Civilian casualties in Afghanistan hit record high


The number of people killed and wounded in the war in Afghanistan reached a record high in 2015. According to a United Nations’ report, which was released this month, there were 11,002 casualties in total in Afghanistan last year. 3,545 civilians were killed, 7,457 were injured. This is the highest number since the records began in 2009 and a 4% increase on last year’s figures.

The report shows that one in four casualties was a child and there was a 37% increase in women casualties.

“Unprecedented numbers of children were needlessly killed and injured last year,” said Danielle Bell, the UN’s director of human rights in Afghanistan in a statement. “Other children suffered the loss of parents, and increasingly their mothers, sisters, and female role models — one in 10 casualties was a woman.”

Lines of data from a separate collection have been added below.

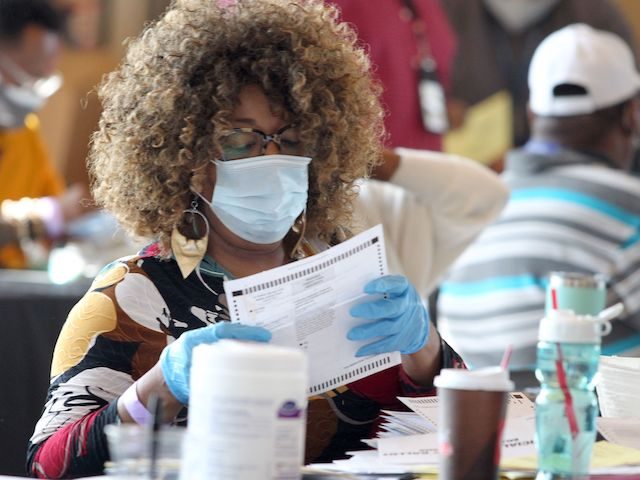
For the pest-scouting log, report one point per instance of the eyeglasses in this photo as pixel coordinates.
(250, 142)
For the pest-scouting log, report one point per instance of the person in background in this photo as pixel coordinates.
(496, 39)
(232, 134)
(574, 205)
(34, 201)
(431, 206)
(411, 46)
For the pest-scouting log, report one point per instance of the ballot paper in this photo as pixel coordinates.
(518, 405)
(622, 431)
(306, 304)
(411, 437)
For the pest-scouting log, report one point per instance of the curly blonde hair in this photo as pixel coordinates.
(166, 105)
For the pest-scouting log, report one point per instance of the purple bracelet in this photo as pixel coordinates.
(137, 411)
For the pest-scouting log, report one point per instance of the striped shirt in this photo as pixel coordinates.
(568, 211)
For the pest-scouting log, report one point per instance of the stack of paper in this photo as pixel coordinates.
(408, 441)
(618, 386)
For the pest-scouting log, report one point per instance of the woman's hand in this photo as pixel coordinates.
(399, 320)
(175, 359)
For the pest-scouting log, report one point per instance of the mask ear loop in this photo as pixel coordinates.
(299, 227)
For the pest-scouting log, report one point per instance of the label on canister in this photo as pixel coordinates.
(247, 412)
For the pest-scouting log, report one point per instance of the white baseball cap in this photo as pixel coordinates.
(597, 61)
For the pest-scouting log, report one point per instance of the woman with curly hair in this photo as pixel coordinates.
(232, 134)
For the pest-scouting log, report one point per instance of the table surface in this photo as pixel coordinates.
(32, 311)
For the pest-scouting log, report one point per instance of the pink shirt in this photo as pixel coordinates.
(393, 52)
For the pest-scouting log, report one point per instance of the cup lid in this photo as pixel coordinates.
(566, 326)
(492, 379)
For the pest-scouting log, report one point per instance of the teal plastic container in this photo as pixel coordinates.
(584, 293)
(566, 407)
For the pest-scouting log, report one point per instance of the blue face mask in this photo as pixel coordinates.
(259, 198)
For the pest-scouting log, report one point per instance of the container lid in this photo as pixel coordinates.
(566, 326)
(242, 356)
(492, 379)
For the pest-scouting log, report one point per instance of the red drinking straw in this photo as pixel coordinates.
(504, 364)
(562, 379)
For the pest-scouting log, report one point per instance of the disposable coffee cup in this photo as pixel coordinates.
(472, 410)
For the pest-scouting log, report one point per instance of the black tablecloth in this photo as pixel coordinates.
(32, 311)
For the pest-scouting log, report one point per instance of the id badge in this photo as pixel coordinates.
(433, 103)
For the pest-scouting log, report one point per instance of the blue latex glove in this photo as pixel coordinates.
(175, 359)
(399, 320)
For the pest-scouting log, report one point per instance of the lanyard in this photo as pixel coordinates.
(419, 30)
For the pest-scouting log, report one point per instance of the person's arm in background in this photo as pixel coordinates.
(442, 204)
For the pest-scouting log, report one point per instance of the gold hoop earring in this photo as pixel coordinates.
(189, 252)
(299, 227)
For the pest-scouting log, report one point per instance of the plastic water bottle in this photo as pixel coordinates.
(566, 407)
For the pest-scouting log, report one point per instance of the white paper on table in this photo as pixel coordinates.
(306, 304)
(517, 441)
(622, 431)
(518, 405)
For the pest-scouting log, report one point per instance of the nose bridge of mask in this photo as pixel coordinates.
(260, 176)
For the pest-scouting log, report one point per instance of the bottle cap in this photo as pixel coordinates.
(566, 326)
(492, 379)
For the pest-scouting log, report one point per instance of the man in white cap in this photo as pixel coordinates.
(574, 206)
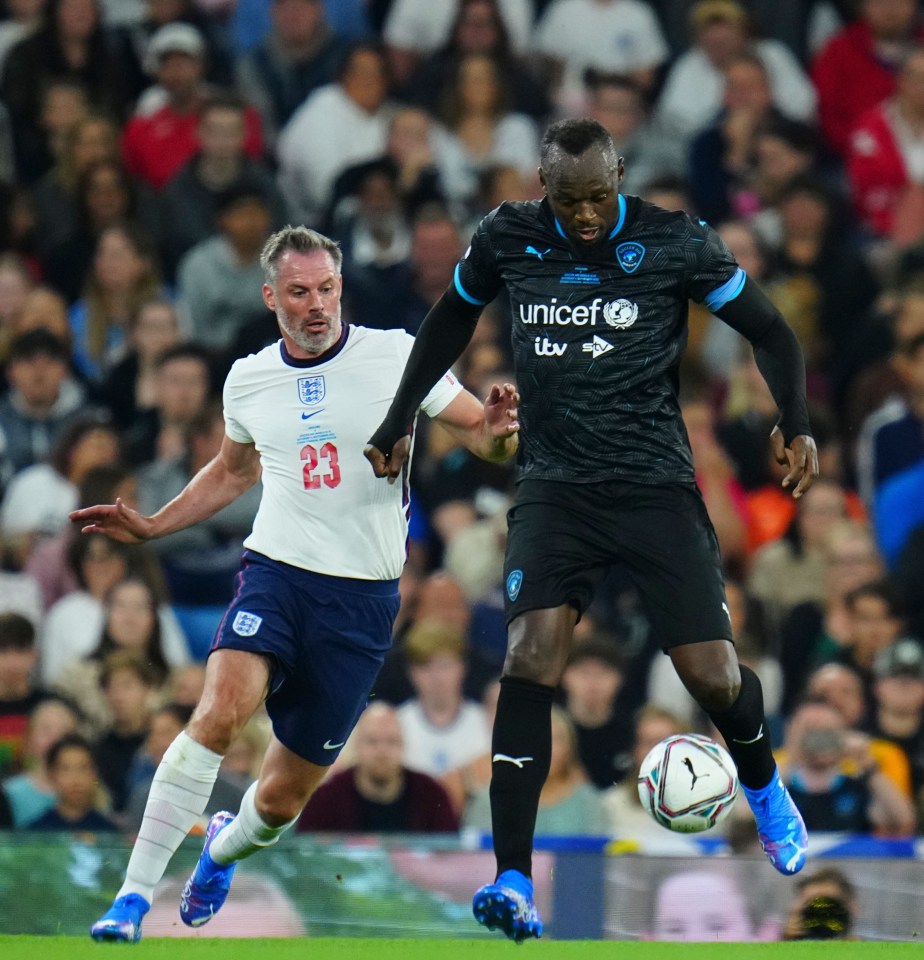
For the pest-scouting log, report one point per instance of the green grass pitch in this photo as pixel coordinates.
(74, 948)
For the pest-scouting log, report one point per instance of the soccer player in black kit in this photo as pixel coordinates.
(599, 284)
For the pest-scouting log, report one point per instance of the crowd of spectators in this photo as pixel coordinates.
(147, 150)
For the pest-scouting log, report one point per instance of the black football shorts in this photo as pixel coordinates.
(562, 537)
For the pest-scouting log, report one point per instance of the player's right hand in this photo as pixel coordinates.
(115, 520)
(389, 465)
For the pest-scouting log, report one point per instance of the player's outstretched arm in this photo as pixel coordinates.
(443, 335)
(490, 429)
(234, 470)
(781, 363)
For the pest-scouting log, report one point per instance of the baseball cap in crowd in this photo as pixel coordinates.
(712, 11)
(904, 658)
(173, 38)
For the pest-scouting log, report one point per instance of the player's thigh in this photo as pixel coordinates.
(669, 548)
(552, 559)
(286, 782)
(236, 683)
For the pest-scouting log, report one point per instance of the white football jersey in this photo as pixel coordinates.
(323, 509)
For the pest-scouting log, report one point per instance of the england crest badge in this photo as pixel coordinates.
(246, 624)
(311, 390)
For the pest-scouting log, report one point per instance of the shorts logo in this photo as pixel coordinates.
(620, 313)
(630, 255)
(246, 624)
(514, 582)
(311, 390)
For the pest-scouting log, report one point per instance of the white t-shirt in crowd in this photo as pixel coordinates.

At the end of 2014, US and NATO forces were withdrawn from Afghanistan, which gave the Taliban the possibility to push aggressively for territory. The Afghan police and the army struggle in the fight against violent anti-government groups. Last year the Taliban managed to capture 24 of the 329 Afghan districts. Anti-government groups and militants like the Taliban are blamed for 62% of the casualties. The UN report furthermore says that residents in northern and southern Afghanistan were particularly vulnerable as the Taliban and other armed groups intensified their assaults there. The UN also recorded a 28% increase in casualties of pro-government forces. Most of them were caused by Afghan security forces, followed by international military forces and pro-government armed groups.

Since the United Nations began tracking the numbers of civilian casualties in 2009 58,736 people have been wounded or killed in Afghanistan in total.